Mais malheureusement tout indique aussi qu’au final, c’est cette même route, à la très notable différence près de l’immigration, que nous ferait prendre Marine et la droite « nationale » mais de gauche économique. En tout cas au démarrage, cela semble inévitable, reste à voir s’ils seraient capable d’un tête-à-queue salvateur sur le sujet, là où la gauche s’enfermera dans le déni et le toujours plus.
Le deuxième va au même endroit, mais par les chemins de campagne. Par renoncements sur tous les sujets, choix de facilité, démagogie, paresse, peur, on conduit le pays d’abord au stade (aujourd’hui) d’une grosse Grèce en plus explosif, puis ensuite ? C’est le chemin suivi par quasiment tous nos gouvernants depuis Mitterrand voire Giscard, mais avec un zèle tout particulier par la chiraquie et surtout par la Gauche (car en y repensant, c’était quand même mieux avec Sarkozy, Fillon, Breton et quelques autres, qu’avec Jospin, Hollande, Aubry, Vallaud-Belkacem ou Taubira).
Le troisième, c’est le chemin de montagne, qui nous ramène vers le haut. Le long et lent chemin du redressement, qui nécessite de chausser les crampons, de mettre le sac à dos, et d’accepter que l’effort sera indispensable pour obtenir toute récompense. Plus de travail et de libertés, une réforme complète de l’administration, une réorientation complète (précédant une réduction) de la dépense publique vers le régalien et l’investissement, une vraie solidarité remplaçant l’assistanat, rétablissement de l’ordre républicain, arrêt des flux migratoires.
Le seul qui proposait un programme qui s’approchait de la troisième route, c’était Fillon en 2017. L’aurait-il appliqué ? Nul ne sait.
Macron a choisi le deuxième en trompant les français et beaucoup d’électeurs de bonne foi, et propose de continuer en accélérant, en s’alliant probablement avec les écolos en 2022 (euthanasie du nucléaire, …). Beaucoup de Français semblent mûrs pour prendre l’autoroute, poussés par des médias qui relaient complaisement les vieilles lune marxistes.

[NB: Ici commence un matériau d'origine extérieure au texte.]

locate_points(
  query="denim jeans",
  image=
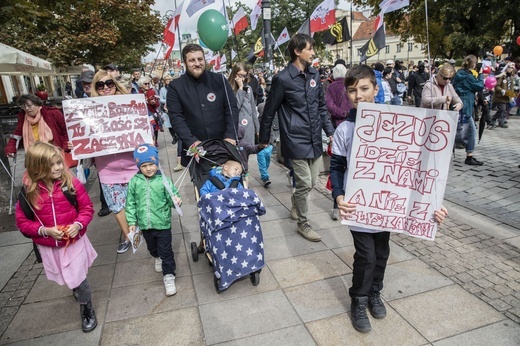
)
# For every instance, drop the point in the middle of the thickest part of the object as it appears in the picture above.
(159, 244)
(472, 134)
(264, 160)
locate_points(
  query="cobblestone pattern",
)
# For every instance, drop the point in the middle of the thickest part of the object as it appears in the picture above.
(16, 290)
(483, 265)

Et la Droite, qui seule semble à même d’avoir les armes idéologiques pour emprunter le bon chemin, qu’a t’elle à nous proposer ?
Vicento80 pour A droite, fièrement !
Note : la courbe de l’éléphant
Dans un livre publié en 2016 qui a fait grand bruit parmi les économistes s’intéressant aux inégalités, Branko Milanovic analyse la redistribution du revenu mondial opérée sur une vingtaine d’années, entre la chute du mur de Berlin et la crise de 2008. Une courbe issue de ce travail est déjà passée à la postérité, la courbe dite de l’éléphant, parce que sa forme, décrivant la croissance du revenu moyen de chaque fractile des revenus mondiaux (des 5 % les plus pauvres aux 1 % les plus riches), évoque celle d’un éléphant relevant sa trompe (voir cet article).